I hit Roman’s number, and he answers on the first ring.

“Are you alright? Is everything okay?” His voice is taut with an undercurrent of fear.

This is horrible for him, too.

“I’m fine. I just woke up. Are you okay? Abby said you’re meeting someone today.”

“I’m with him now. I’ll tell you about it as soon as we’re done, I promise.”

“Okay.” I clutch the phone, unwilling to hang up.

“But actually, since you’ve called, there is something I wanted to ask you.” His voice is studiedly casual, which makes me nervous. “When you were in Miami, did you know anyone who lived out on the edge of the Everglades? A friend of your father, or of Vilnus Orlov? It would have been a big house, with a long driveway.”

I frown, trying to remember. “I think the only time I went to the Everglades was with Papa, and then it was only to go on a boat. I don’t remember any house that fits that description. Why?”

There’s a slight pause, and I can tell Roman is trying to work out how much to tell me. “Just say it, Roman.” I hear the tension in my tone, but I’m not going to hide it either.

“Nikolai told me he and Inger were held in a house out there. That’s why we didn’t see them on the cameras. We’ve got satellite pictures of all the houses in the area, but it would help if we could narrow it down.”

“Inger?” I can’t keep the anger out of my voice. “Do we actually care what happens to Inger?”

Roman chuckles, a warm sound that travels all through my body. “You really are a savage at heart, milaia , aren’t you?” He doesn’t sound too sad about that, if I’m being honest. He lowers his tone. “From what we can put together, Inger might not be entirely guilty. Either way, I’ll deal with her myself. I don’t want the children wondering where she is or what happened to her.”

I guess I can understand that. I don’t like it, though. And I’m not sure how long I would be able to hold myself back if someone put me in a room with Inger and left a gun on the table.

Scrap that. I don’t think I’d even need a gun.

“Darya.” Roman’s voice is tense again. “There’s something I should tell you.”
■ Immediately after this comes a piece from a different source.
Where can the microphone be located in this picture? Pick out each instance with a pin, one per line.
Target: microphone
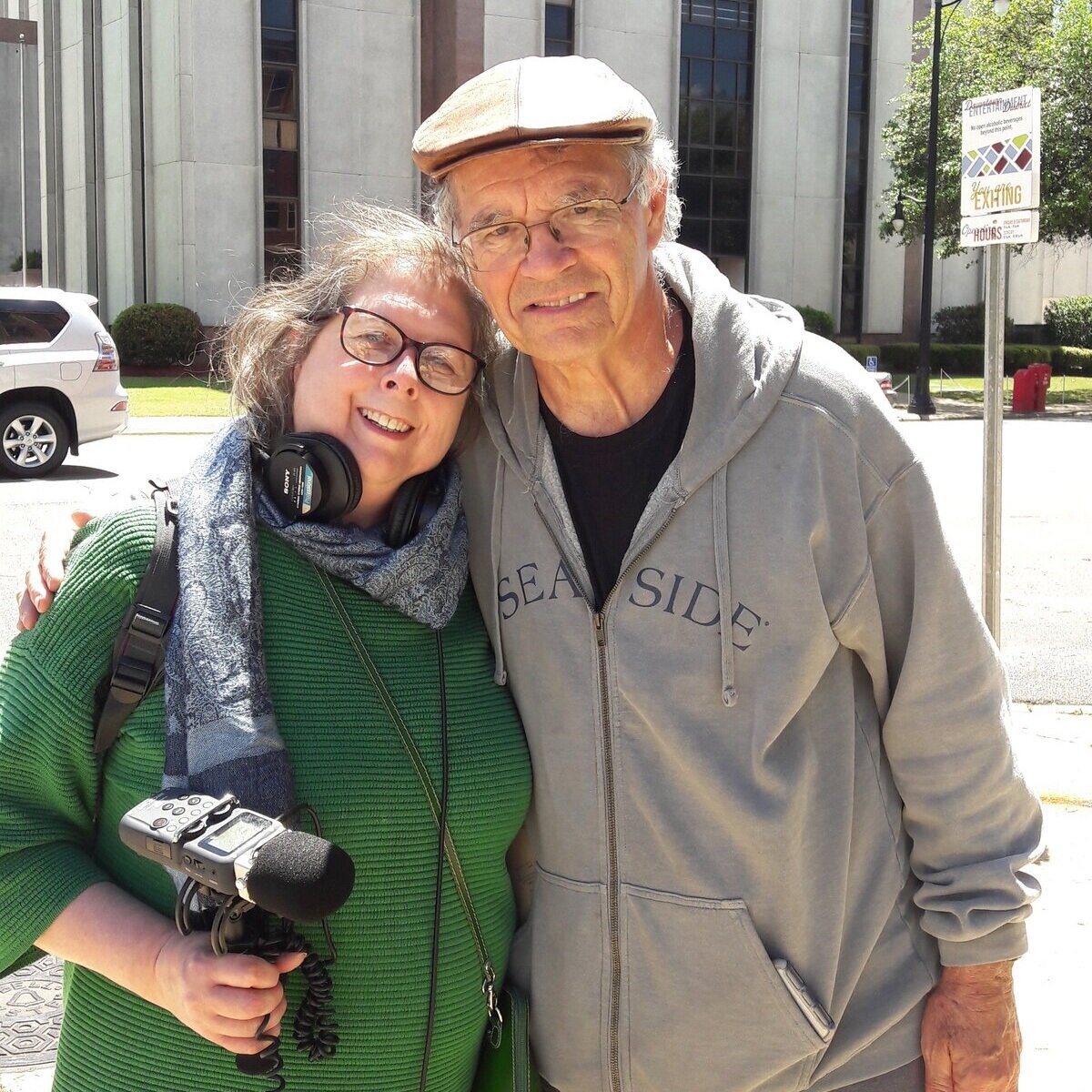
(298, 876)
“I know Nikolai is dead.” I cut him off. “It’s fine, Roman. I’m fine. I’m... glad, I guess.”

There’s a short pause. “Okay.” His voice is low, warming, and I want him here, beside me. “I’ll call as soon as I can, Darya.” But he doesn’t hang up immediately. I cling to the receiver, holding on to the connection. Finally, he says roughly, “I love you.”

The raw honesty takes my breath away.

His words aren’t said when we’re alone, in bed, with him wrapped around me.

This is Roman in his office, surrounded by his men.

He needs me as much as I need him.

“I love you, too.” My voice isn’t quite steady. I close my eyes, picturing him on the other end. We hang on in silence for a moment, then he ends the call.

I look up from the phone to find Abby with a forkful of watermelon halfway to her mouth, staring at me. “Wow,” she says. “First a baby, and now the L word over the phone, in broad daylight? You better watch out, Petrovsky. Shit’s getting waaaayyyy real, girlfriend.”